Eh biraz ahvalimden söz etmenin zamanıdır öyleyse.Yani söz etmemi gerekli kılan sağlam sebepler mevcut heybemde.Zaman içerisinde onları birer birer toplayıp attım heybenin içine.Toplarken durup da bakmaya vakit ayıramadığım,hayata yeniden başlayabilmem için heybenin içindeki sebepleri çıkarıp da önüme seremediğim onca zaman...3 yıl arkadaşlar...Az buz değil!..Ömrümden çaldığım koca 3 yıl...Belki de önümde yaşamak için bir 3 yıl daha yok.Ya da bundan sonra attığım adımları daha sağlam atabilmem için bu zamanı böyle geçirmek gerekliydi her şeyden çok.Düşünceler iyimserliğe göre değişir durum için.
Şimdi konudan sapıyorum...Biraz aykırılıktan kimseye zarar gelmez,değil mi?
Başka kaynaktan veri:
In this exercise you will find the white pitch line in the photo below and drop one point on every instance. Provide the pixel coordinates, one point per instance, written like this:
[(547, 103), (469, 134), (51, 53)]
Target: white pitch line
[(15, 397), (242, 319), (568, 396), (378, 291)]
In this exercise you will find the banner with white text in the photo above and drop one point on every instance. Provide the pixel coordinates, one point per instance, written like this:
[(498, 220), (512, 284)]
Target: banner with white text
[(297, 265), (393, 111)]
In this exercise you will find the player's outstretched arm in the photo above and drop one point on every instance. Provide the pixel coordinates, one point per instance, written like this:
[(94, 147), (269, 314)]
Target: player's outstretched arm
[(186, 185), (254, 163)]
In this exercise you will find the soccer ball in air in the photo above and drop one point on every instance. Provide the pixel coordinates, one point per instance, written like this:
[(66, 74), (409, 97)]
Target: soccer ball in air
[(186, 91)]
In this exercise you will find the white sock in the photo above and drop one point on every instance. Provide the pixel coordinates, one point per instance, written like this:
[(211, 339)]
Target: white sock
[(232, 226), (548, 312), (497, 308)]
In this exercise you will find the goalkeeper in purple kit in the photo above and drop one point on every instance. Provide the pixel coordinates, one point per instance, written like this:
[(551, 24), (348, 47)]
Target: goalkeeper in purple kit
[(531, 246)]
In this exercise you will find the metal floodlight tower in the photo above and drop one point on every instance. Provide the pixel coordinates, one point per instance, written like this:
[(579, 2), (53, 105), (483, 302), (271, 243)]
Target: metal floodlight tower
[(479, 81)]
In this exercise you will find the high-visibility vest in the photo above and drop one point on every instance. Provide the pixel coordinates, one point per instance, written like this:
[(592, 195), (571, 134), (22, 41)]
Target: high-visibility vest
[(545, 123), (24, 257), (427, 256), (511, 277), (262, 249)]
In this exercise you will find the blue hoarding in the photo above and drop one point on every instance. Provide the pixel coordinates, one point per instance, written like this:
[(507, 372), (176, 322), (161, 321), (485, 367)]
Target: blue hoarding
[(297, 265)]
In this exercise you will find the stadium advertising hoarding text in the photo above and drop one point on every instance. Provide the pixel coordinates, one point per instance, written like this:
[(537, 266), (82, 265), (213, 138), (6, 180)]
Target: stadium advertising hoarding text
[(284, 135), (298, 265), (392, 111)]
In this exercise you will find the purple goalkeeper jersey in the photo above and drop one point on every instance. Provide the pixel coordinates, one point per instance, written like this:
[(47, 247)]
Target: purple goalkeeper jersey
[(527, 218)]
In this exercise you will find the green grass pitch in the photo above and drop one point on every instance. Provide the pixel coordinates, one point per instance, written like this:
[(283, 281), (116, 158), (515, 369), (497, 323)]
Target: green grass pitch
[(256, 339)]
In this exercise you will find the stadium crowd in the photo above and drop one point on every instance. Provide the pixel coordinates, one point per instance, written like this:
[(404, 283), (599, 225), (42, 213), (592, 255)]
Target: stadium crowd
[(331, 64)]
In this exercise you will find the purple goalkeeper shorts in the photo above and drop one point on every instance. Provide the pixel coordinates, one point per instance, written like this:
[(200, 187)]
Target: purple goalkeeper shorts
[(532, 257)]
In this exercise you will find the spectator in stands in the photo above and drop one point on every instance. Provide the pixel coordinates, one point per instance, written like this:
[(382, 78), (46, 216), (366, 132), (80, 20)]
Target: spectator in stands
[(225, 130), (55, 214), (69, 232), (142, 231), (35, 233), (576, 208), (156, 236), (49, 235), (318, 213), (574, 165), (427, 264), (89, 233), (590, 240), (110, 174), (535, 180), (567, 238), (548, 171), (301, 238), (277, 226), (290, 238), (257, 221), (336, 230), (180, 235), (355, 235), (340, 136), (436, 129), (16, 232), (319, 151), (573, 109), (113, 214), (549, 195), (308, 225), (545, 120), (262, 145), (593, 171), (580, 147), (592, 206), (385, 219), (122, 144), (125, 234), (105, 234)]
Yazının orta yerinde şarkı paylaşmak adetim değildir.Ama istiyorum ki artık eskisine göre farklı dursun yazılarım da.
Celine Dion - New Day Has Come
Dinlerken paylaşmak istedim...Paylaşmak güzeldir...
Yazıya kaldığımız yerden devam edelim efendim,kızmayınız lütfen...Yazının gidişatını bile değiştirebiliyor bazen dinlediklerim.Bencillik etmek istemedim.
Nerde kalmıştık? Hah! Tamam! Sözün özü 3 yılım eğitim,sosyal ve aile hayatımdan mahrum bir şekilde geçti.Tembelliğin daniskasını yaptım.Oblomovluk ki hem de nasıl.Çok üzüldüm,çok ağladım,depresyonu koza gibi dört bir yanıma sardım.İçinden elbette farklı bir şekilde çıkacaktım o kozanın.Uyku hapları...Depreksler...Prozaclar...Kozanın içerisindeyken ana besin maddelerim.Haliyle epey bir kilo kaybım oldu,en mutlu günlerimden boşluğa düşeli...13-14 küsür kilo kaybettirdi bana oblomovluk,oblomovun tersine...
Burda çiziktirdiğim her satır o kozaya geçirdiğim tırnaklarımdan biriydi.Biliyorum ki kabullenemeyişlerim,itirazlarım ve isyanlarımın hepsi o kozayı parçalamama yadımcı olan şeylerdi.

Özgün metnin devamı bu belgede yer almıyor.